Der Unions-Verteidigungspolitiker Jens Lehmann (52), ein knochenharter Radrennfahrer, der in der Mannschaftsverfolgung olympisches Gold gewonnen hat und Träger mehrerer Weltmeistertitel ist, bleibt auch beim Dauerthema Ausrüstungsmängel bei der Bundeswehr dran. Er spricht öffentlich Klartext, so auch in den Medien, jüngst am Rande der Sitzung des Verteidigungsausschusses, der einmal mehr das Thema neues Sturmgewehr auf der Tagesordnung hatte. Dem Korrespondenten der Tageszeitung "Die Welt" erzählt er dann zum Beispiel nonchalant, wie er die Dinge sieht und dabei ziemlich treffsicher die Befindlichkeiten der Soldatinnen und Soldaten der Bundeswehr beschreibt. So, wie einmal mehr zuvor auch der BundeswehrVerband, dessen Bundesvorsitzender Oberstleutnant André Wüstner am Dienstag in der Tagessschau mit Blick auf die ambitionierte verteidigungspolitische Grundsatzrede von Verteidigungsministerin Annegret Kramp-Karrenbauer das Thema Ausrüstung angemahnt hat.

"Da wird über viele Jahre die Rüstungsbeschaffung reformiert", prangert Lehmann an, "und dann ist man nicht einmal in der Lage, ein einfaches Gewehr unfallfrei zu kaufen." Lehmann meint damit die Nachfolge-Waffe fürs Sturmgewehr G36, das Kramp-Karrenbauers Vorgängerin Urusla von der Leyen in die Waffenkammer sperren wollte, um eine neue, hochmoderne Ordonanzwaffe zu beschaffen. Jetzt lacht man wieder laut über die Bundeswehr, weil der ausgewählte Hersteller, Haenel aus Thüringen, der mit einem Mutterunternehmen in den Emiraten verbunden ist und zumindest heute kaum mehr als zwei Gewehre am Tag zu bauen imstande ist, dann doch wieder aus dem Rennen geworfen worden ist, nachdem ihn das Bundesverteidigungsministerium schon zum Gewinner gekürt hatte. Konkurrent Heckler&Koch hatte Patentdiebstahl der Thüringer moniert.
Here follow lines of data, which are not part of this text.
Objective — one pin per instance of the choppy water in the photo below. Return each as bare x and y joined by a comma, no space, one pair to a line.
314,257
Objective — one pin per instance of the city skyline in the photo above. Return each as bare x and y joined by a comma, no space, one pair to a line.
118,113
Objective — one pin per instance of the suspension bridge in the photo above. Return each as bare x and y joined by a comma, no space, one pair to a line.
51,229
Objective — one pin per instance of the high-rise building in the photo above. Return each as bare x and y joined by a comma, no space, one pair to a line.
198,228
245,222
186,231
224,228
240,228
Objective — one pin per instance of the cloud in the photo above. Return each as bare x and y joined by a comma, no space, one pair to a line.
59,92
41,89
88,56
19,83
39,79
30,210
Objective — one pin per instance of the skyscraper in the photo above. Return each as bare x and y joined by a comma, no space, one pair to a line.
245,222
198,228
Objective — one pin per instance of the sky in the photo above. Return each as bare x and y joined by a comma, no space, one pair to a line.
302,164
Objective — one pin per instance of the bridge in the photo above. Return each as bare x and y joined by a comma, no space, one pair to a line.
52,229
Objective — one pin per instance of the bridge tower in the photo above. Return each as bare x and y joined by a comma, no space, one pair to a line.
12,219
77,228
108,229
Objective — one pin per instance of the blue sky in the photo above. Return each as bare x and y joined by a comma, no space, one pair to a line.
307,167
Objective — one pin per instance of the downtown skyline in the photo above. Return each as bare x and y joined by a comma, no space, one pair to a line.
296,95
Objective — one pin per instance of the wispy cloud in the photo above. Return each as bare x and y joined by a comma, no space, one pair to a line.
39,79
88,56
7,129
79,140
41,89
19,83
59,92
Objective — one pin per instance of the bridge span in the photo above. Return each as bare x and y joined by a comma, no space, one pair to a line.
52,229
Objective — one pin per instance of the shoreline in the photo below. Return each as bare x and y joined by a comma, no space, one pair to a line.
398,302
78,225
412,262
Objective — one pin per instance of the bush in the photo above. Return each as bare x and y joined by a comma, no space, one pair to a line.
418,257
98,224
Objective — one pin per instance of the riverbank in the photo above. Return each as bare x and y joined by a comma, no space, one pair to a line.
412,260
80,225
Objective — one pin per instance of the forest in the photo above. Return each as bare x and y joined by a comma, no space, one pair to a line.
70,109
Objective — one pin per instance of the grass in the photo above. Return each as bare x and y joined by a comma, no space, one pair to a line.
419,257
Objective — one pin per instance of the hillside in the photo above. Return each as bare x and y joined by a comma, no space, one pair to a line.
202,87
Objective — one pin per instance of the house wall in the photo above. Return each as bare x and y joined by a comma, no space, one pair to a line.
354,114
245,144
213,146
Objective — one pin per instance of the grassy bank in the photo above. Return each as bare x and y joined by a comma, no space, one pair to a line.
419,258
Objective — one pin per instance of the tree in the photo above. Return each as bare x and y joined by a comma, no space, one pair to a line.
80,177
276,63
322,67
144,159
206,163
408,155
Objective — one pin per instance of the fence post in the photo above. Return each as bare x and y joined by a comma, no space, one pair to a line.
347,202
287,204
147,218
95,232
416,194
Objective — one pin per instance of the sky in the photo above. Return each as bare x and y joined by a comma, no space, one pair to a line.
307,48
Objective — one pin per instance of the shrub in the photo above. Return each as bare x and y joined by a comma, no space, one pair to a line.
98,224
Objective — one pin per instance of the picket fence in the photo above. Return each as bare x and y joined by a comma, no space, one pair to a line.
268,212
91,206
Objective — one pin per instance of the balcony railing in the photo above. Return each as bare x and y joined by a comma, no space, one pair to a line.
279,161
Jetzt ist das Rennen wieder offen, oder wie Radrennsportler Jens Lehmann sagen würde: Mannschaftsverfolgung.

Lehmann will auch, dass sich die Rotoren beim Thema mittlerer/schwerer Transporthubschrauber schleunigst wieder drehen. "Ich will nicht mehr so lange warten, bis uns eine der alten Kisten vom Himmel fällt." Er bestätigt, was der BundeswehrVerband lange fordert:Der Verteidigungshaushalt muss spürbar steigen. Für 2020 und 2021 reicht das Geld vorerst. In der mittelfristigen Finanzplanung braucht die Truppe viel mehr Geld. 2022 zum Beispiel 57 Milliarden Euro, bekommen soll sie aber nur 46,8 Milliarden. Auch da spricht der CDU-Politiker Klartext: "Es geht um unsere Sicherheit, ohne die ist alles andere nichts."